Chicago Teachers Union strike slams cuts
Chicago, IL – In an historic showing of force and bravery, the Chicago Teachers Union (CTU) carried out a one-day strike on April 1. Over 25,000 people, some from as far away as Canada and Florida, participated by walking picket lines, speaking out on campuses and marching in the streets to demand justice for the workers and students of the Chicago school system.
Facing unjust budget cuts that are designed to harm teachers and students for the benefit of the 1%, the CTU held strong in the face of adversity and held a series of actions across the city of Chicago to fight back. Teachers and their supporters began with picket lines at 6:30 a.m. at schools across Chicago. Every school in the city was enveloped by chants of “Hey hey, ho ho, Rahm Emanuel's got to go.”
Teachers across the city then used a variety of tactics to connect the union's demands with the city's misallocation of funds and priorities. Hundreds of strikers from Saucedo Scholastic Academy met with teachers and students from nearby schools to march on the Cook County Jail to demand “education not incarceration” and an end to the school-to-prison pipeline.
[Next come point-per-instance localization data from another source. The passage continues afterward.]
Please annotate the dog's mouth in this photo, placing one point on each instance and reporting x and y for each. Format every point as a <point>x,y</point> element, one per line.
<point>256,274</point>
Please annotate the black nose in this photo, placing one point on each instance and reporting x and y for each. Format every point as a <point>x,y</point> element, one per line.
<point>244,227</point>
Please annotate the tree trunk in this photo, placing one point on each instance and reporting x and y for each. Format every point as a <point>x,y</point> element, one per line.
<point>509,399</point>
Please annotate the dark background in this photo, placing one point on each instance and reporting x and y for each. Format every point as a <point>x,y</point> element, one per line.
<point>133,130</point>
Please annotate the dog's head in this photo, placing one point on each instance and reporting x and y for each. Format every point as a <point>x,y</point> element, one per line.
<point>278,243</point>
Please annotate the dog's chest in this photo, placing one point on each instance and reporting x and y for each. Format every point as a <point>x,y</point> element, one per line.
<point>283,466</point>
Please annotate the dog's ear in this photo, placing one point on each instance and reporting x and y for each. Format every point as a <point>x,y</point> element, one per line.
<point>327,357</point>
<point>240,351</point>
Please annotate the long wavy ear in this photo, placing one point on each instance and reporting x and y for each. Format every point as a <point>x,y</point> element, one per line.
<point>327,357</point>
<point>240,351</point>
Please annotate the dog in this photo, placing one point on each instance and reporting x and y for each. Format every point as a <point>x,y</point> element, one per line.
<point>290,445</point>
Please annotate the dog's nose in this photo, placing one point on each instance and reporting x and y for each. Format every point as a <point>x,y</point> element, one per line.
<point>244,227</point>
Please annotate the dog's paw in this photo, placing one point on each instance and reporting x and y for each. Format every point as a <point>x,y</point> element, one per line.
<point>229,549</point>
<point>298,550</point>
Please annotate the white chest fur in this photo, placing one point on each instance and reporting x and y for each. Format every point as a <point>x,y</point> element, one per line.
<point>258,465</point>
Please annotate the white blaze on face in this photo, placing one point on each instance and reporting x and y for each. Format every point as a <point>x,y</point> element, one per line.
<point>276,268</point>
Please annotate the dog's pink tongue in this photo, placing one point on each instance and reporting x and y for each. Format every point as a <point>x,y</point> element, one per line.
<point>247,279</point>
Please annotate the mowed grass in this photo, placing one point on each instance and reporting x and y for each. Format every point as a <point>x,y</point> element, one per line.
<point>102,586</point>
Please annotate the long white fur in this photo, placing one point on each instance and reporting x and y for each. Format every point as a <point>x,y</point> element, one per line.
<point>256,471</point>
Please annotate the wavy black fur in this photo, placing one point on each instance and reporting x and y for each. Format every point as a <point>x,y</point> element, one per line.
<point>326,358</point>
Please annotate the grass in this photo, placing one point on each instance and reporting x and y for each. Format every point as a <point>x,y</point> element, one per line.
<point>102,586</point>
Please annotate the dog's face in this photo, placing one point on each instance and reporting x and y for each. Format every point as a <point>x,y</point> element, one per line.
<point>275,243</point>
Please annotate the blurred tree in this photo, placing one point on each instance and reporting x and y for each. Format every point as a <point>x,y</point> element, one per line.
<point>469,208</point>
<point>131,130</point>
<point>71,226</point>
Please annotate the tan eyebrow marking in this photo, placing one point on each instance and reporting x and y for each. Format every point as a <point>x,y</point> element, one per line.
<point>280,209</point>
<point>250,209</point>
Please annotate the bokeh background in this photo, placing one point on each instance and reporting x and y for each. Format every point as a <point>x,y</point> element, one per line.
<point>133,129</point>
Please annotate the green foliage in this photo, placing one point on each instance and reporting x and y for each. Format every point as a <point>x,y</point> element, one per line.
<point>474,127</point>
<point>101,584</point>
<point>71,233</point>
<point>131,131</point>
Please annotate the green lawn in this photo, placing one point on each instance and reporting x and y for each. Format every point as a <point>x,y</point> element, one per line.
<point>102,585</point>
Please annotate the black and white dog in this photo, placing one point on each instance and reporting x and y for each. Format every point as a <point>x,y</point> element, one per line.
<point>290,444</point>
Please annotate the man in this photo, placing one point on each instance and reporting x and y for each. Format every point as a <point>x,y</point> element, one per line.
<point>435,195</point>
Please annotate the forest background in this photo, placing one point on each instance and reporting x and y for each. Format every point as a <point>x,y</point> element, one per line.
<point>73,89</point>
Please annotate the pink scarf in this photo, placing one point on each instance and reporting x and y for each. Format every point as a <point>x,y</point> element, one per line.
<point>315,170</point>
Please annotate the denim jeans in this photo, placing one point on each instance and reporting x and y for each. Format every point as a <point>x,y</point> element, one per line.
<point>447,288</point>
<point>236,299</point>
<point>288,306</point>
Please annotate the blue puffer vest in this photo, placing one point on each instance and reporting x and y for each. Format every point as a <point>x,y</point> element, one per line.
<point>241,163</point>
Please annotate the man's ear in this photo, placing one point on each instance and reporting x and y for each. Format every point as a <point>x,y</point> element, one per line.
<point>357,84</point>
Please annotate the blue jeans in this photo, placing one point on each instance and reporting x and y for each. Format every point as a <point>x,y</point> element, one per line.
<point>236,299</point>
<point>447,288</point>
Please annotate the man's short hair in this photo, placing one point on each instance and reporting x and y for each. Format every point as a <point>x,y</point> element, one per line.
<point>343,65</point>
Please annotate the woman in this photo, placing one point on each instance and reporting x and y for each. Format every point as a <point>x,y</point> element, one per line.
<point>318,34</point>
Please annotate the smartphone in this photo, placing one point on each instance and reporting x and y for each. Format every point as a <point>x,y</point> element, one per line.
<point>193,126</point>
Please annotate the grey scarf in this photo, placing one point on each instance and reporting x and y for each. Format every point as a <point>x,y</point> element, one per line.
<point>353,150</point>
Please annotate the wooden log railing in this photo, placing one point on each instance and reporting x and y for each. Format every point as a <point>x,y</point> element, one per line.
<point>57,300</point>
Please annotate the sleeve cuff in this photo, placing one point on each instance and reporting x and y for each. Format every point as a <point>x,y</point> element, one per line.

Several universities in Chicago hosted rallies throughout the day to protest massive budget cuts and layoffs they have been subjected to, including 500 at the University of Illinois Chicago.
Speaking at Northeastern Illinois State University, the executive director of AFSCME Council 31, Roberta Lynch, declared: “We're standing in solidarity with CTU. Governor Rauner is holding the state hostage in an attempt to destroy all unions in this state. He's cutting state universities by 30%. Public education is what gives ordinary people an opportunity to rise higher. Rauner wants to destroy labor unions and public education, the institutions that lift people up.”
Organizations from the community, teachers, students, parents and many other supporters came out at 4:00 p.m. for the final event of the day to protest the outrageous financial cuts planned for the Chicago school system. Speakers consistently connected the CTU strike to attacks on other unions, the university system, and the black community. 25,000 people then began a march through downtown Chicago. The massive crowd chanted “Get up, get down, Chicago is a union town”, “Starving schools is a crime, time for bankers to do their time,” and many others. “Dump Trump” was heard across the march as the protesters passed Trump Tower. Police roughed up and arrested several protesters as the march neared Lake Shore Drive.
The labor movement looks to the CTU as an example of resistance to massive cuts and austerity as they continue to build a broad front opposed to attacks on unions and public education.